The foreign minister in Afghanistan’s new Taliban-run Cabinet said the government remains committed to its promises not to allow militants to use its territory to attack others, The Associated Press reported.
In his first press conference since the Taliban formed an interim government a week ago, Molavi Amir Khan Muttaqi would not give a timeframe for how long the government would be in place or whether it would eventually be opened up to other factions, minorities or women.
When asked about the possibility of elections, Muttaqi demanded other countries not interfere in Afghanistan’s internal issues.
The European Union has no option but to talk to Afghanistan’s new Taliban rulers and Brussels will try to coordinate with member governments to organise a diplomatic presence in Kabul, the top EU diplomat said on Tuesday.
“The Afghan crisis is not over,” EU foreign policy chief Josep Borrell told the European Parliament in Strasbourg. “To have any chance of influencing events, we have no other option but to engage with the Taliban.”
“Maybe it’s a pure oxymoron to talk about human rights but this is what we have to ask them,” he said. (REUTERS)
Real estate buyers in Kabul have said that there has been a significant drop in house rents and selling prices, TOLO news agency reported.
On the other hand, Kabul residents say that despite the fall of the previous government and the withdrawal of foreign troops, many families in Kabul have fled their modern homes and towns due to economic problems.
Mohammad Yusuf has been running a transaction guidance office in Kabul for the past five years. He moved us to a two-story house in Kabul’s 10th District, where a family lived for 5,000 afghanis and has now left.
The rent of this house has been reduced to 6,000 afghanis. But still no one has done the same.
The Taliban on Tuesday expressed appreciation to the countries that pledged humanitarian support to Afghanistan and said that the group will coordinate with them, TOLO news reported.

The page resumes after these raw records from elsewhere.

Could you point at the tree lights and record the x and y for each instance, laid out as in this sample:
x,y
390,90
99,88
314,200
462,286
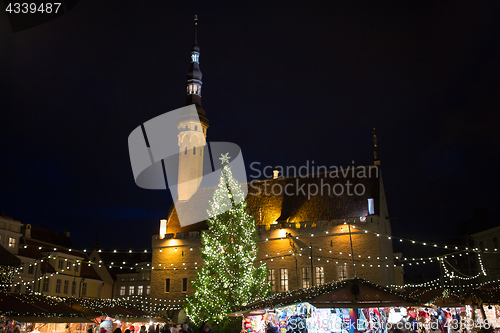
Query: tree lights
x,y
228,278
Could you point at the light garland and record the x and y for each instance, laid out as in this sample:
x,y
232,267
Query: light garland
x,y
228,278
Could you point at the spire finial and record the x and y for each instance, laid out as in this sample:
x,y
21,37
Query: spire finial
x,y
196,29
375,144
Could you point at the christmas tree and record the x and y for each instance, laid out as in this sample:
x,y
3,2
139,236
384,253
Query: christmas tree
x,y
228,278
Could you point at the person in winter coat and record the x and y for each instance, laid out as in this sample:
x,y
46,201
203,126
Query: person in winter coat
x,y
208,329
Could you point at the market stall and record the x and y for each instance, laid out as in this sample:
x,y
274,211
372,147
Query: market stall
x,y
348,306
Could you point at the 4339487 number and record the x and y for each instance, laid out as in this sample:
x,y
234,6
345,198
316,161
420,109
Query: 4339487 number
x,y
31,7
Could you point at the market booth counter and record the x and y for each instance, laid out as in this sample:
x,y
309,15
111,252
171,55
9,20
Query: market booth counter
x,y
483,305
39,313
350,305
112,314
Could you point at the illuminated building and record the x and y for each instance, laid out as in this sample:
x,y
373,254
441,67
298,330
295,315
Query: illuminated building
x,y
305,238
48,262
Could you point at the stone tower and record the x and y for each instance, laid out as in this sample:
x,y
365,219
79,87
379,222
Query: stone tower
x,y
192,130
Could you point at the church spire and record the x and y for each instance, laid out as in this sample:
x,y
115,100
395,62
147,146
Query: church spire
x,y
376,161
194,81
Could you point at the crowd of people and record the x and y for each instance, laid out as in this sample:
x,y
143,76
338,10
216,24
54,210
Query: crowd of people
x,y
184,328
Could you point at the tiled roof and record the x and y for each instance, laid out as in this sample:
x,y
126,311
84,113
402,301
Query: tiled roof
x,y
294,199
7,258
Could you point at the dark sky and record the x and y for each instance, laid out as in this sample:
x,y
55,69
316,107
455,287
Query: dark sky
x,y
286,81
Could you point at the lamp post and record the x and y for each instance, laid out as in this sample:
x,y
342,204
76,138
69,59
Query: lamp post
x,y
352,251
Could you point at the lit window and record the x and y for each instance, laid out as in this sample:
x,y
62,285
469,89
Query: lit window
x,y
12,242
306,277
58,286
66,286
320,276
371,207
342,270
270,278
283,279
184,285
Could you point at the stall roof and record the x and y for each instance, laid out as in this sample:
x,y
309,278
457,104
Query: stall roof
x,y
110,308
476,296
38,308
45,309
440,297
352,293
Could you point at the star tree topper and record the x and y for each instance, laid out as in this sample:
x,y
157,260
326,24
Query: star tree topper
x,y
224,158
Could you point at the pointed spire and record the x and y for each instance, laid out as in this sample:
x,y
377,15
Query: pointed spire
x,y
375,144
194,81
196,30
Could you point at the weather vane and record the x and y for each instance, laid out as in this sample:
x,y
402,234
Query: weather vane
x,y
224,158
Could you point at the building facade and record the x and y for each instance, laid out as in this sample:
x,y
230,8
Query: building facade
x,y
486,242
48,262
305,239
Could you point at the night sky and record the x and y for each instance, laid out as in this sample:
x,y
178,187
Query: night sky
x,y
286,81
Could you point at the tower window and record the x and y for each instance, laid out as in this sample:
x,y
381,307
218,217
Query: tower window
x,y
342,272
270,278
306,277
283,279
371,207
320,276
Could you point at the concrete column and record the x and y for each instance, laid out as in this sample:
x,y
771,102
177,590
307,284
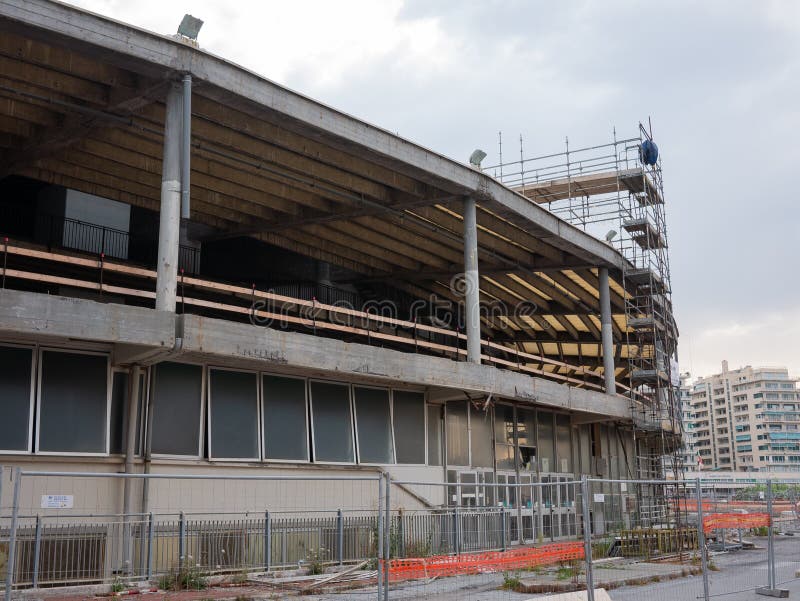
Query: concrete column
x,y
607,332
169,227
471,282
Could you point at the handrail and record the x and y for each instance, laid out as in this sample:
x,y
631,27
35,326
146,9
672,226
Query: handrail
x,y
244,293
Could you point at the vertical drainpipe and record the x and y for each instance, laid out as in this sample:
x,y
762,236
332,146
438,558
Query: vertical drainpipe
x,y
186,147
607,332
169,226
130,452
471,282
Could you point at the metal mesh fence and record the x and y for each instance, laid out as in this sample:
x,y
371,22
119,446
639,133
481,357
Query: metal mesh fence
x,y
659,540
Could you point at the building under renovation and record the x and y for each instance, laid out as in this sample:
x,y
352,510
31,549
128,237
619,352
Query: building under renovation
x,y
205,272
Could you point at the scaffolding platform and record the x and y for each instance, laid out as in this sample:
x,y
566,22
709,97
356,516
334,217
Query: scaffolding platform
x,y
644,233
635,181
645,278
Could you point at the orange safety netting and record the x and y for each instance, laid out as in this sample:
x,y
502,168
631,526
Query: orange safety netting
x,y
735,520
492,561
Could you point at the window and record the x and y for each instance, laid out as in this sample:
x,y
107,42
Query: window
x,y
546,441
504,437
374,425
434,435
177,408
16,396
457,434
481,437
285,418
73,403
332,422
233,415
409,426
564,443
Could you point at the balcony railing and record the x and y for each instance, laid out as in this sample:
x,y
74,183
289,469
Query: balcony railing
x,y
36,268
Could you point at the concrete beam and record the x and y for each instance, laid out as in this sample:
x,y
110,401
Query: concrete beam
x,y
244,345
79,29
44,317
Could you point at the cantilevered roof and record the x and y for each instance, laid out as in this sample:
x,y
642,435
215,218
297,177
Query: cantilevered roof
x,y
82,106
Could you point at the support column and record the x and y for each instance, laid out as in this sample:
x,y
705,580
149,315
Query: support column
x,y
169,227
607,332
471,282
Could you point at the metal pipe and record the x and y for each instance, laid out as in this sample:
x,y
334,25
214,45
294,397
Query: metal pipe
x,y
169,226
607,333
701,540
587,539
388,537
379,569
186,147
471,282
12,542
130,453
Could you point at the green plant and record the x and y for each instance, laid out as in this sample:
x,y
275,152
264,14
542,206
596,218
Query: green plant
x,y
118,585
185,578
315,560
511,582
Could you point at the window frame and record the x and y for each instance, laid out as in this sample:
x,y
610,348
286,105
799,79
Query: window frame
x,y
425,426
309,424
208,400
33,428
152,399
355,423
109,383
349,388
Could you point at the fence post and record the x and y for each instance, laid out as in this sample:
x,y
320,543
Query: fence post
x,y
37,548
181,539
379,569
267,541
587,538
772,581
701,538
12,542
503,526
150,528
340,535
456,545
388,535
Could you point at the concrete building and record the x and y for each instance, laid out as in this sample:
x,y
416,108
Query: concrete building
x,y
205,272
747,419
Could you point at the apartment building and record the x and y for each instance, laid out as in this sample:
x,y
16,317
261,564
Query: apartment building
x,y
747,419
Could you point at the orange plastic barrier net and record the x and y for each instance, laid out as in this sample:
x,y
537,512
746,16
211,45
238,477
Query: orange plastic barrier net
x,y
735,520
491,561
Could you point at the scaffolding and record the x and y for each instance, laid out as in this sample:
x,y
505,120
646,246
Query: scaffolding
x,y
610,192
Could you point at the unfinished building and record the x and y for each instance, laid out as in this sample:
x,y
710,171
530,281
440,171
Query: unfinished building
x,y
205,272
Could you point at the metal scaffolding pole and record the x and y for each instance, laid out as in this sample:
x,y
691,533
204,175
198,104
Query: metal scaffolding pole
x,y
471,282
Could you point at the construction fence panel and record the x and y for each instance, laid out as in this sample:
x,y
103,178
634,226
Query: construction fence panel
x,y
58,530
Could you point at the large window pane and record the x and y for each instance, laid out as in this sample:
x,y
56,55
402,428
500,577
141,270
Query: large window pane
x,y
285,418
333,424
373,420
119,406
73,401
15,398
457,434
409,427
564,443
233,424
546,442
177,397
481,437
434,435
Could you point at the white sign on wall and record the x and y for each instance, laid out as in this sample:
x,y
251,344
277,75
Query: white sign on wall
x,y
57,501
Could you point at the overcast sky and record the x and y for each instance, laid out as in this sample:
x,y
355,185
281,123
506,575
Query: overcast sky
x,y
721,81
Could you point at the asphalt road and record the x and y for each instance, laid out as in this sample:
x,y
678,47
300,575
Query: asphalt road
x,y
739,574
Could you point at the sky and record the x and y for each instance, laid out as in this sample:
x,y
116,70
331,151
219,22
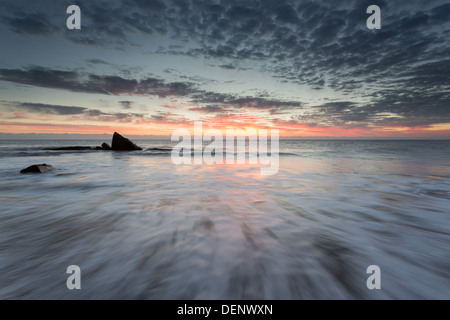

Speaking at a press conference in Kabul, the Taliban government’s acting foreign minister, Amir Khan Muttaqi said, “We want to have good relations with the world’s countries, but want them not to pressure Afghanistan, because pressure does not work and does not benefit Afghanistan or world countries.”
The outgoing Afghanistan government’s ambassador to the United Nations in Geneva said on Tuesday that the Taliban have already broken their promises to safeguard women and protect human rights, and the international community must hold them to account, Reuters reported.
“The Taliban have vowed to respect women’s rights but women’s rights are disappearing from the landscape,” Nasir Ahmad Andisha, who remains accredited at U.N. bodies despite the collapse of the government he represents, told the Human Rights Council.
He accused the Taliban of carrying out “widespread atrocities” in the Panjshir valley, the last major part of the country to hold out against them, and said they were conducting targeted killings and extrajudicial executions, including of young boys.
Afghanistan’s National Assembly, which comprises two houses the lower house of representatives called the Wolesi Jirga and the upper house of senators called the Meshrano Jirga has not resumed activities after the collapse of the former government on August 15. The fate of the assembly remains unknown, TOLO news agency quoted Fazl Hadi Muslimyar, the speaker of the senate, as saying.
Muslimyar said there have been no documents released so far about the dissolution of the National Assembly, and neither house has held a meeting since.
However, he further maintained that the world countries’ parliaments in a joint meeting on September 6 in Austria announced their readiness to work with the current parliament of Afghanistan. “The current parliament will continue working with the world’s parliaments until a new parliament is formed,” Muslimyar said.
US Secretary of State Antony Blinken on Monday vigorously defended the decision of the Biden administration to withdraw troops from Afghanistan, which has resulted in the Taliban recapturing power in the war-torn country and the collapse of the US-backed democratically elected regime. “There’s no evidence that staying longer would have made the Afghan security forces or the Afghan government any more resilient or self-sustaining. If 20 years and hundreds of billions of dollars in support, equipment, and training did not suffice, why would another year, or five, or ten, make a difference?” Blinken told lawmakers during a Congressional hearing on Afghanistan.
The Taliban now run Pul-e-Charkhi Prison, a sprawling complex on Kabul’s eastern outskirts. After capturing the city, the fighters freed all the inmates there, the government guards fled, and now dozens of Taliban fighters are running the facility. It was a sign of the sudden and startling new order in Afghanistan after the Taliban swept into Kabul nearly a month ago and threw out the crumbling, US-backed government it had fought for 20 years, reports AP.